Orang keenam bertanya, “Hai Ali, ilmu itu lebih utama daripada harta atau sebaliknya?” Ali menjawab, “Ilmu lebih utama daripada harta”. “Atas dasar apa?” tanyanya lagi. “Sebab harta itu perlu dijaga dari pencuri sedangkan ilmu tidak perlu dijaga”, jawab Ali.

Orang ketujuh bertanya, “Hai Ali, ilmu itu lebih utama daripada harta atau sebaliknya?” Ali menjawab, “Ilmu lebih utama daripada harta”. “Atas dasar apa?” tanyanya lagi. “Sebab pemilik harta kelak di hari akhirat akan dihisab, sedangkan pemilik ilmu kelak akan diberi syafaat”, jawab Ali.
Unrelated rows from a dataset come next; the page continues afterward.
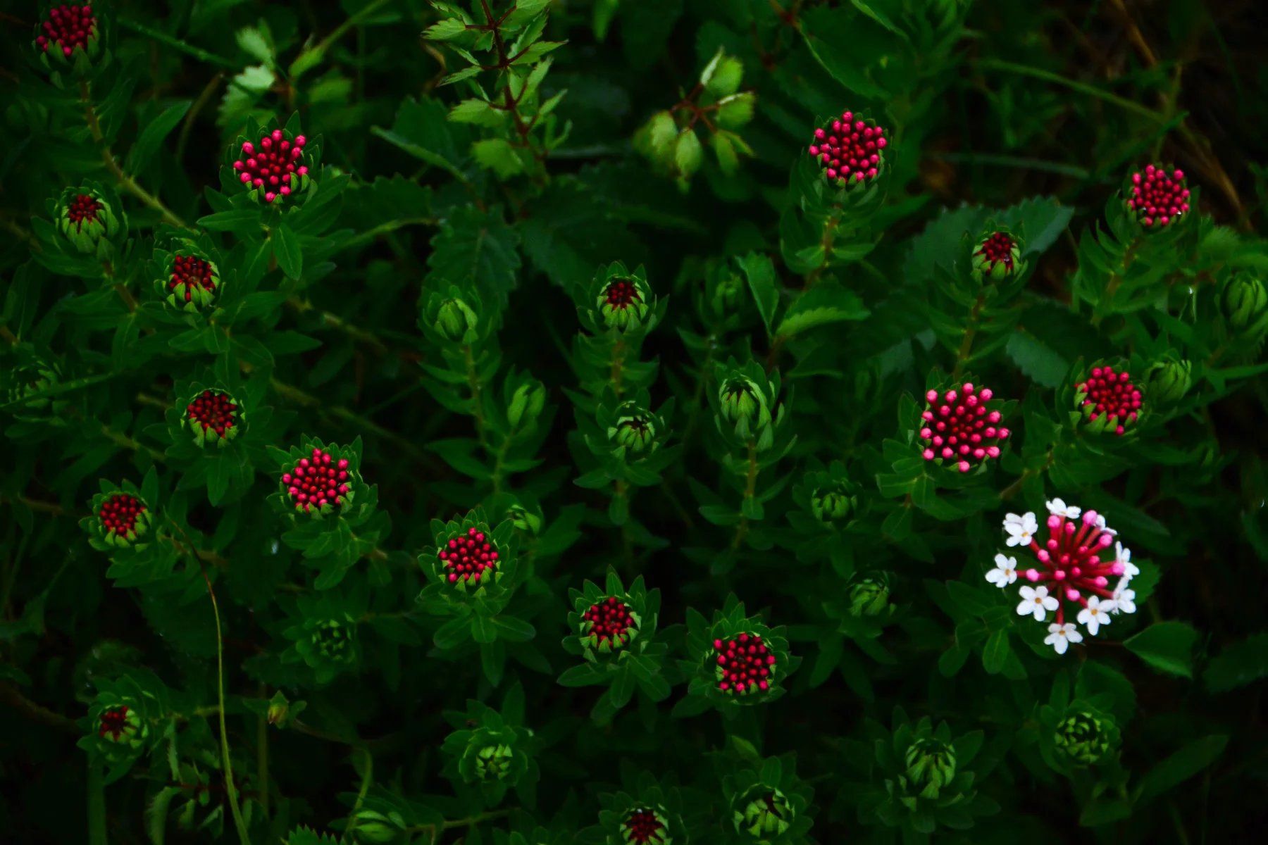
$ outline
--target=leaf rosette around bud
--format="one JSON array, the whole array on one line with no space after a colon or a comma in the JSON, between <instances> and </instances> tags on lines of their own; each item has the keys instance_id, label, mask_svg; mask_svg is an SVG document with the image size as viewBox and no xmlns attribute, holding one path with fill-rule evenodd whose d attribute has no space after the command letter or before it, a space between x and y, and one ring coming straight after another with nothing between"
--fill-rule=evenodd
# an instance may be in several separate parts
<instances>
[{"instance_id":1,"label":"leaf rosette around bud","mask_svg":"<svg viewBox=\"0 0 1268 845\"><path fill-rule=\"evenodd\" d=\"M226 151L221 182L231 196L269 206L295 205L316 186L320 163L321 146L303 134L298 113L285 127L249 119Z\"/></svg>"},{"instance_id":2,"label":"leaf rosette around bud","mask_svg":"<svg viewBox=\"0 0 1268 845\"><path fill-rule=\"evenodd\" d=\"M153 518L150 508L147 497L131 481L115 486L103 479L80 524L89 535L89 545L99 551L139 550L146 547Z\"/></svg>"},{"instance_id":3,"label":"leaf rosette around bud","mask_svg":"<svg viewBox=\"0 0 1268 845\"><path fill-rule=\"evenodd\" d=\"M81 255L108 258L128 232L119 198L94 181L65 189L49 204L49 215L66 246Z\"/></svg>"},{"instance_id":4,"label":"leaf rosette around bud","mask_svg":"<svg viewBox=\"0 0 1268 845\"><path fill-rule=\"evenodd\" d=\"M1268 329L1264 283L1246 274L1230 277L1220 290L1220 313L1232 337L1258 343Z\"/></svg>"},{"instance_id":5,"label":"leaf rosette around bud","mask_svg":"<svg viewBox=\"0 0 1268 845\"><path fill-rule=\"evenodd\" d=\"M746 616L734 595L711 622L687 611L687 656L681 661L691 679L687 694L718 708L775 701L801 663L789 654L785 630Z\"/></svg>"},{"instance_id":6,"label":"leaf rosette around bud","mask_svg":"<svg viewBox=\"0 0 1268 845\"><path fill-rule=\"evenodd\" d=\"M538 779L538 766L530 756L533 731L524 727L522 687L511 687L501 711L468 701L465 713L445 717L458 728L440 746L449 758L445 774L477 787L489 806L500 803L507 789L524 788Z\"/></svg>"},{"instance_id":7,"label":"leaf rosette around bud","mask_svg":"<svg viewBox=\"0 0 1268 845\"><path fill-rule=\"evenodd\" d=\"M32 46L60 84L63 71L85 77L108 58L101 38L101 22L91 4L52 3L39 14Z\"/></svg>"}]
</instances>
Orang kedelapan bertanya, “Hai Ali, ilmu itu lebih utama daripada harta atau sebaliknya?” Ali menjawab, “Ilmu lebih utama daripada harta”. “Atas dasar apa?” tanyanya lagi. “Sebab harta menjadi berkarat karena lam disimpan, sedangkan ilmu tidak berkarat dan tidak rusak”, jawab Ali.

Orang kesembilan bertanya, “Hai Ali, ilmu itu lebih utama daripada harta atau sebaliknya?” Ali menjawab, “Ilmu lebih utama daripada harta”. “Atas dasar apa?” tanyanya lagi. “Sebab harta bisa mengeraskan hati, tapi kalau ilmu dapat menerangi hati”, jawab Ali.

Orang kesepuluh bertanya, “Hai Ali, ilmu itu lebih utama daripada harta atau sebaliknya?” Ali menjawab, “Ilmu lebih utama daripada harta”. “Atas dasar apa?” tanyanya lagi. “Sebab pemilik harta bisa mengaku sebagai Tuhan lantaran hartanya, sedangkan pemilik ilmu mengaku sebagai hamba”, jawab Ali. Kemudian ia menambahkan, “Jika mereka berbondong-bondong dan bertanya kepadaku tentang masalah ini, niscaya akan kujawab dengan jawaban yang lain lagi”.

 

            Korelasi :

            Dari dulu hingga kini, baik di perkotaan maupun di pedesaan mesjid masih digunakan sebagai sarana belajar dan mengajar. Kondisi ini tidak berubah walaupun bermunculan sarana-sarana lain untuk fungsi yang sama ini sebagai indikasi, bahwa mesjid memang ideal untuk pengembangan keilmuan khususnya ilmu agama.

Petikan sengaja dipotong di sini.